Yoon Hyunsoo, Schwedt Todd J, Chong Catherine D, Olatunde Oyekanmi, Wu Teresa
Department of Industrial Engineering, Yonsei University, Seoul, Republic of Korea.
Department of Neurology, Mayo Clinic, Scottsdale, Arizona, United States of America.
PLoS One. 2024 Dec 31;19(12):e0288300. doi: 10.1371/journal.pone.0288300. eCollection 2024.
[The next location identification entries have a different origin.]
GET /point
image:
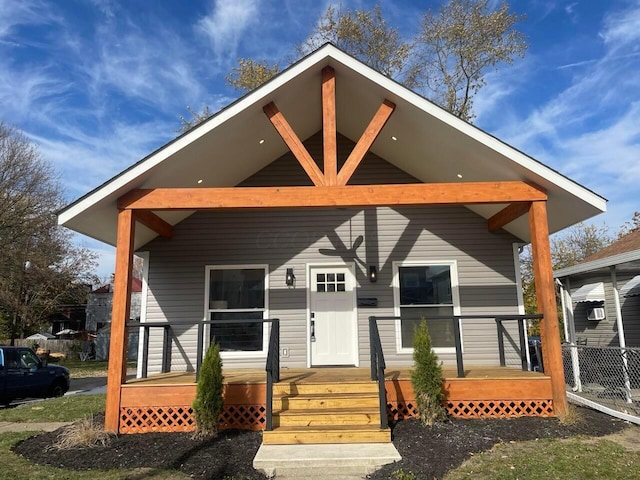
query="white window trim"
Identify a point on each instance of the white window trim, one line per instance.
(207, 311)
(455, 297)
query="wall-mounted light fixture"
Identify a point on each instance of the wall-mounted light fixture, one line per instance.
(373, 273)
(289, 278)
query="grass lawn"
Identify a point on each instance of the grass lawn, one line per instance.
(63, 409)
(576, 458)
(572, 459)
(91, 368)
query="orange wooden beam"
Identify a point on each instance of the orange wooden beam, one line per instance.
(154, 222)
(330, 139)
(508, 215)
(366, 140)
(546, 300)
(117, 371)
(294, 143)
(338, 196)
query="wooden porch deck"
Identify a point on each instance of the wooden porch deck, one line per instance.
(163, 402)
(328, 374)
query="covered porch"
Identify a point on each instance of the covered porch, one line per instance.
(501, 196)
(162, 402)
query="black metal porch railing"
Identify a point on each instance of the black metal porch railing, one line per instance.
(377, 369)
(377, 354)
(272, 366)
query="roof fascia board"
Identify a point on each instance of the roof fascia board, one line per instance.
(474, 132)
(123, 179)
(597, 264)
(326, 55)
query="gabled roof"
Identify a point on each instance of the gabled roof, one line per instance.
(431, 144)
(623, 252)
(136, 287)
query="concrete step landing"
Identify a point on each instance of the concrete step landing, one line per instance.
(321, 461)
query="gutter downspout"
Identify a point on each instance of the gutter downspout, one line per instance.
(570, 332)
(621, 338)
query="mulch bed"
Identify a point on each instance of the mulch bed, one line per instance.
(427, 452)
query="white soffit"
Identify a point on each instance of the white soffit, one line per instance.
(432, 145)
(591, 292)
(631, 288)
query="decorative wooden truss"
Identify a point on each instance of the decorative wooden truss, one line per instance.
(331, 189)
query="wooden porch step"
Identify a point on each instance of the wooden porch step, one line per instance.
(321, 400)
(327, 434)
(324, 416)
(293, 388)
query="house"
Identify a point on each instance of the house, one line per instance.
(601, 296)
(306, 226)
(100, 302)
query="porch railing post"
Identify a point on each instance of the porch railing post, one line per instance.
(458, 342)
(200, 349)
(269, 425)
(372, 346)
(166, 349)
(145, 351)
(523, 346)
(500, 327)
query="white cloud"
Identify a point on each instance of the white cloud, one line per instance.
(226, 23)
(590, 130)
(622, 29)
(14, 13)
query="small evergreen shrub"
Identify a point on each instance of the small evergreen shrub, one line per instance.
(426, 377)
(208, 403)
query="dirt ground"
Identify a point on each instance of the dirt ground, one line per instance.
(427, 452)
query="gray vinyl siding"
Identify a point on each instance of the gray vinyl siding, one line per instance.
(293, 238)
(605, 332)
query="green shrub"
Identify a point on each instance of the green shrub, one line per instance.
(426, 377)
(208, 403)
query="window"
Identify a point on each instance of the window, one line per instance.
(423, 291)
(237, 293)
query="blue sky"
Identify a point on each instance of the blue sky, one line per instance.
(99, 84)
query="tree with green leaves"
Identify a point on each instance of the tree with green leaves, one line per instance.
(457, 45)
(209, 401)
(426, 377)
(446, 61)
(41, 269)
(364, 34)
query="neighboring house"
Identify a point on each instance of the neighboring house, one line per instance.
(601, 296)
(100, 302)
(326, 196)
(72, 317)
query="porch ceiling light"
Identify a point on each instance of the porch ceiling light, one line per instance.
(373, 273)
(290, 278)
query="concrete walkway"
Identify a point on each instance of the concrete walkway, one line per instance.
(317, 462)
(31, 427)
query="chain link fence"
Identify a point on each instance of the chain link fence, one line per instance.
(609, 376)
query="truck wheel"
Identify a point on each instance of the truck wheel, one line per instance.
(57, 389)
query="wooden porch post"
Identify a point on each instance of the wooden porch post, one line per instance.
(546, 299)
(117, 371)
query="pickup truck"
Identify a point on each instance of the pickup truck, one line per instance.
(24, 375)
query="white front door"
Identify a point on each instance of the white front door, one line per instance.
(333, 326)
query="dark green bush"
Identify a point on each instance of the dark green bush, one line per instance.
(426, 377)
(209, 401)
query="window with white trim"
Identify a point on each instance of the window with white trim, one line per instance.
(237, 293)
(423, 291)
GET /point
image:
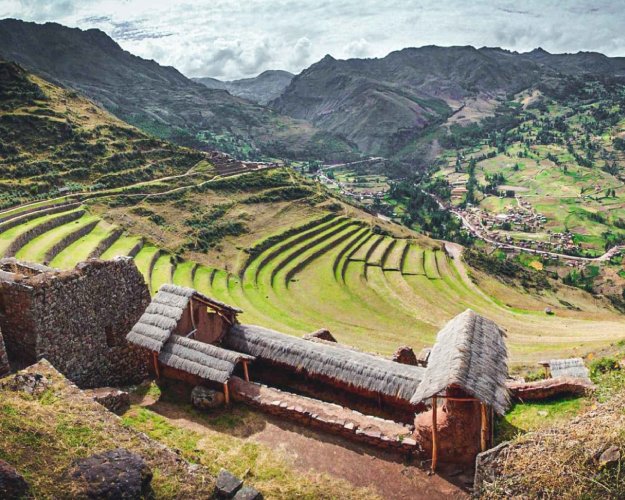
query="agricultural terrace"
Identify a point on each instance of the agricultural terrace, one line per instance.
(374, 291)
(565, 159)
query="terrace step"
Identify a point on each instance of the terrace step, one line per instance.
(330, 417)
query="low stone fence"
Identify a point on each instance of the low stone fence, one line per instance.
(328, 417)
(25, 237)
(67, 241)
(548, 388)
(105, 244)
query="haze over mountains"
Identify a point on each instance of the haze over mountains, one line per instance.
(155, 98)
(387, 106)
(262, 89)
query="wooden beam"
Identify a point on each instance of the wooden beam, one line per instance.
(492, 426)
(245, 372)
(484, 431)
(155, 361)
(434, 435)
Multicenter and multi-scanner imaging studies may be necessary to ensure sufficiently large sample sizes for developing accurate predictive models. However, multicenter studies, incorporating varying research participant characteristics, MRI scanners, and imaging acquisition protocols, may introduce confounding factors, potentially hindering the creation of generalizable machine learning models. Models developed using one dataset may not readily apply to another, emphasizing the importance of classification model generalizability in multi-scanner and multicenter studies for producing reproducible results. This study focuses on enhancing generalizability in classifying individual migraine patients and healthy controls using brain MRI data through a data harmonization strategy. We propose identifying a 'healthy core'-a group of homogeneous healthy controls with similar characteristics-from multicenter studies. The Maximum Mean Discrepancy (MMD) in Geodesic Flow Kernel (GFK) space is employed to compare two datasets, capturing data variabilities and facilitating the identification of this 'healthy core'. Homogeneous healthy controls play a vital role in mitigating unwanted heterogeneity, enabling the development of highly accurate classification models with improved performance on new datasets. Extensive experimental results underscore the benefits of leveraging a 'healthy core'. We utilized two datasets: one comprising 120 individuals (66 with migraine and 54 healthy controls), and another comprising 76 individuals (34 with migraine and 42 healthy controls). Notably, a homogeneous dataset derived from a cohort of healthy controls yielded a significant 25% accuracy improvement for both episodic and chronic migraineurs.
多中心和多扫描仪成像研究可能是必要的,以确保有足够大的样本量来开发准确的预测模型。然而,纳入不同研究参与者特征、MRI扫描仪和成像采集协议的多中心研究可能会引入混杂因素,潜在地阻碍可推广机器学习模型的创建。使用一个数据集开发的模型可能无法轻易应用于另一个数据集,这凸显了分类模型可推广性在多扫描仪和多中心研究中对于产生可重复结果的重要性。本研究聚焦于通过数据协调策略,利用脑MRI数据提高对个体偏头痛患者和健康对照进行分类时的可推广性。我们建议从多中心研究中识别出一个“健康核心”——一组具有相似特征的同质健康对照。利用测地线流核(GFK)空间中的最大均值差异(MMD)来比较两个数据集,捕捉数据变异性并便于识别这个“健康核心”。同质健康对照在减轻不必要的异质性方面起着至关重要的作用,能够开发出在新数据集上具有更高性能的高精度分类模型。大量实验结果强调了利用“健康核心”的益处。我们使用了两个数据集:一个包含120名个体(66名偏头痛患者和54名健康对照),另一个包含76名个体(34名偏头痛患者和42名健康对照)。值得注意的是,从一组健康对照中得出的同质数据集,对于发作性和慢性偏头痛患者,准确率显著提高了25%。